Good question. The roots of The Charette Legacy can be more fully understood by reading my first book, The Architecture of Exclusion. Back in the 1980s, when I was a young, intern architect struggling to advance my career, I experienced an incredibly frustrating, annual event known as the NCARB licensing exam. Like thousands of other aspiring architects, I had passed 9 of 10 portions of the 4 day-long exam, but kept stumbling over the subjective, graphic portion known as the Design Test. In Alabama at the time, where pass rates were around 25%, I knew there was something sinister going on. I decided to take the State Board of Architects to court, where, after 3.5 years of litigation, I became intimately familiar with the process, and the powerful propaganda that the Board and it's surrogate (NCARB), used to perpetuate the ruse. Keep in mind that this same licensing exam was being used in all 50 States, along with Puerto Rico and some Canadian Provinces. What I discovered was that the test was actually a de facto lottery with a preset pass rate, designed to mollify the State Boards and maintain the national reciprocity system. This bothered me immensely, not just because I'd been mistreated, but because it was illegal and the profession should only use a merit-based exam. An arbitrary process was bad for the profession's long-term viability, and would result in waning leadership in the construction industry. It was against this backdrop that I wrote The Architecture of Exclusion, determined to change the system.
Do you think the architectural profession will ever acknowledge your contributions?
Probably not, and that's okay. They eliminated the Design Exam a year after publishing my first book. That pretty much speaks for itself.
What motivated you to become an indie author?
I knew the Architecture of Exclusion was probably too controversial for a major publisher. As the only one who'd seen the legal discovery documents, I was the only one who was really confident that I would not get sued for libel.

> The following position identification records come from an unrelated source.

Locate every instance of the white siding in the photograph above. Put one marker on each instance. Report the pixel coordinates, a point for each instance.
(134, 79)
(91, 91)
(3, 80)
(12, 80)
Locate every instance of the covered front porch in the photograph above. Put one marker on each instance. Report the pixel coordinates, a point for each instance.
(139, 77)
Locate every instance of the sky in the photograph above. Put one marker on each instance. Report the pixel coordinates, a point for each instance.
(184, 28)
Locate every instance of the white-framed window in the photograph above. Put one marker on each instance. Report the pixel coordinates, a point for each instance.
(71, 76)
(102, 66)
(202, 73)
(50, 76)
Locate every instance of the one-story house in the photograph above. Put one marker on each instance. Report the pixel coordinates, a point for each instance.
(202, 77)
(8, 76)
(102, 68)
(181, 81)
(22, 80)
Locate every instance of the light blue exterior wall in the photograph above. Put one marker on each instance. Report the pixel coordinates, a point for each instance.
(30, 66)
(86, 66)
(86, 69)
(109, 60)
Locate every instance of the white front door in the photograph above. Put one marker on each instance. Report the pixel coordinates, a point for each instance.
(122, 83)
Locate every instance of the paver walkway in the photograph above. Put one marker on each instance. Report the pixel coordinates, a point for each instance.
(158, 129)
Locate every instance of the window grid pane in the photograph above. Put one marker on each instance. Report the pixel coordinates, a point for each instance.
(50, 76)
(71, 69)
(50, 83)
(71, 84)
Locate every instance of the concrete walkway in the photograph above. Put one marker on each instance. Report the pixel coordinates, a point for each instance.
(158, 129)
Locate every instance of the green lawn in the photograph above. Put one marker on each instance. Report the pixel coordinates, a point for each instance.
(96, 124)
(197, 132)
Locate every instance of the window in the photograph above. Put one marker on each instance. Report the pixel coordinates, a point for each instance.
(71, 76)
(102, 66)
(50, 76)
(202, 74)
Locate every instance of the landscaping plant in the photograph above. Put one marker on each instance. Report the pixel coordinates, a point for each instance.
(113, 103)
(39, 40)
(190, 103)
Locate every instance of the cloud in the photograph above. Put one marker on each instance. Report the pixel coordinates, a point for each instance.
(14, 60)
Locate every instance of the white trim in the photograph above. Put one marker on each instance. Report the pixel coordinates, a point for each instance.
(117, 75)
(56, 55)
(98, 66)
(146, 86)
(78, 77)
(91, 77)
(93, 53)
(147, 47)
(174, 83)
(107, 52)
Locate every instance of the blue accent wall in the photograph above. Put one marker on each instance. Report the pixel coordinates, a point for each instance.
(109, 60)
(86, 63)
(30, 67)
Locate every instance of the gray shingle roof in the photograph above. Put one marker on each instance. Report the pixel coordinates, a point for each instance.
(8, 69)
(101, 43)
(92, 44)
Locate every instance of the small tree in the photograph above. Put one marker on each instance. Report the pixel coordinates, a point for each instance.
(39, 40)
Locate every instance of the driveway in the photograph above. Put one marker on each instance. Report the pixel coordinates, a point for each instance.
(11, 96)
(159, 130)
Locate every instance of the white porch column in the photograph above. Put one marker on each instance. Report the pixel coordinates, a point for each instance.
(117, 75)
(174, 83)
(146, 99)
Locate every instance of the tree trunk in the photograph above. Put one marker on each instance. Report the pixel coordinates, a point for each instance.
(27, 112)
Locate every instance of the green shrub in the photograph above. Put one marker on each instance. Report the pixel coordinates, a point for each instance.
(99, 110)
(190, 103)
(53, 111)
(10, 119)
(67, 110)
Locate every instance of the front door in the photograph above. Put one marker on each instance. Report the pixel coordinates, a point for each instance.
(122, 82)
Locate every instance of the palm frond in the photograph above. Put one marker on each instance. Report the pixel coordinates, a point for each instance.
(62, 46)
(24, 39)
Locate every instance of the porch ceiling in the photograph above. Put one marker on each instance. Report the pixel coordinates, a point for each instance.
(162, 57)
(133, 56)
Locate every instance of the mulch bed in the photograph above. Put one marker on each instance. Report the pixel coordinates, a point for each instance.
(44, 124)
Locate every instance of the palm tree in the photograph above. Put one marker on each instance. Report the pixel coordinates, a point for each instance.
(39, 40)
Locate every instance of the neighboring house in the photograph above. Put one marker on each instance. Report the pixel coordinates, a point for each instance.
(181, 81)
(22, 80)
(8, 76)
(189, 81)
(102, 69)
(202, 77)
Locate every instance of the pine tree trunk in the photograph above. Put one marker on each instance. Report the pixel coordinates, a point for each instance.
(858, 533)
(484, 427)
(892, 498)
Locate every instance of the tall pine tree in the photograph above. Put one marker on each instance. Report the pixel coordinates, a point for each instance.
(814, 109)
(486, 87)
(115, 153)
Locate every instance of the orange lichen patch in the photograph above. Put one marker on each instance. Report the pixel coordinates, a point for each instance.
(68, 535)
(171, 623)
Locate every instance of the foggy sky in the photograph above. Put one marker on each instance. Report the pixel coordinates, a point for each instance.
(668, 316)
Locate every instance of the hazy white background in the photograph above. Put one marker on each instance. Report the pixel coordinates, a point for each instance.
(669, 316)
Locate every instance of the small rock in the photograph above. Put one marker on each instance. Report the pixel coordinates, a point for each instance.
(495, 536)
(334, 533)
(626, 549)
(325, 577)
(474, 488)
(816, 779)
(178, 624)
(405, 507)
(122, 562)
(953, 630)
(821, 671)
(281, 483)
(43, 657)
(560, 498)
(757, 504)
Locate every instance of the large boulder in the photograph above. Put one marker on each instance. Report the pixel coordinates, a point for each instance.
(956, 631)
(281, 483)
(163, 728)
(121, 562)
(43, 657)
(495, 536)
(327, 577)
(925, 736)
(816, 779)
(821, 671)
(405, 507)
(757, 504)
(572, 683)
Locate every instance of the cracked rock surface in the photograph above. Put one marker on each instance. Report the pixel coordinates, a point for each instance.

So I self-published, and decided to do the same with The Charette Legacy.
How has Smashwords contributed to your success?
It provided the platform for The Charette Legacy.
What is the greatest joy of writing for you?
Encouraging people to think critically. Our world is so full of propaganda, which renders a democracy incapable of effective governance. We end up with rigged elections, climate change denial and all sorts of other maladies. I wish more people had the willingness to look beneath the surface.
How is The Charette Legacy Different than The Architecture of Exclusion?
Well first of all, it has the artistic license of fiction, which allowed a great deal of embellishment, thus making it entertaining. Getting people to read anything nowadays is a real challenge. Getting them to read nonfiction is nearly impossible.
So the Charette Legacy employs all of the suspense and action of a thriller, hopefully-resulting in an entertaining page-turner. It has all of the usual ploys of mega-villains, romance, action, espionage and violence.
Who are your favorite authors?
I love John Grisham, and in fact several readers have indicated a similarity with some of his early works. I also love E.L Doctorow , Norman Mailer, and Gabriel Garcia Marquez.
Why did you choose to employ a pen name?
Whistleblowing can be very hazardous to one's career. I maintained my anonymity until recently. At this point in my career, I've decided that I can handle the fallout.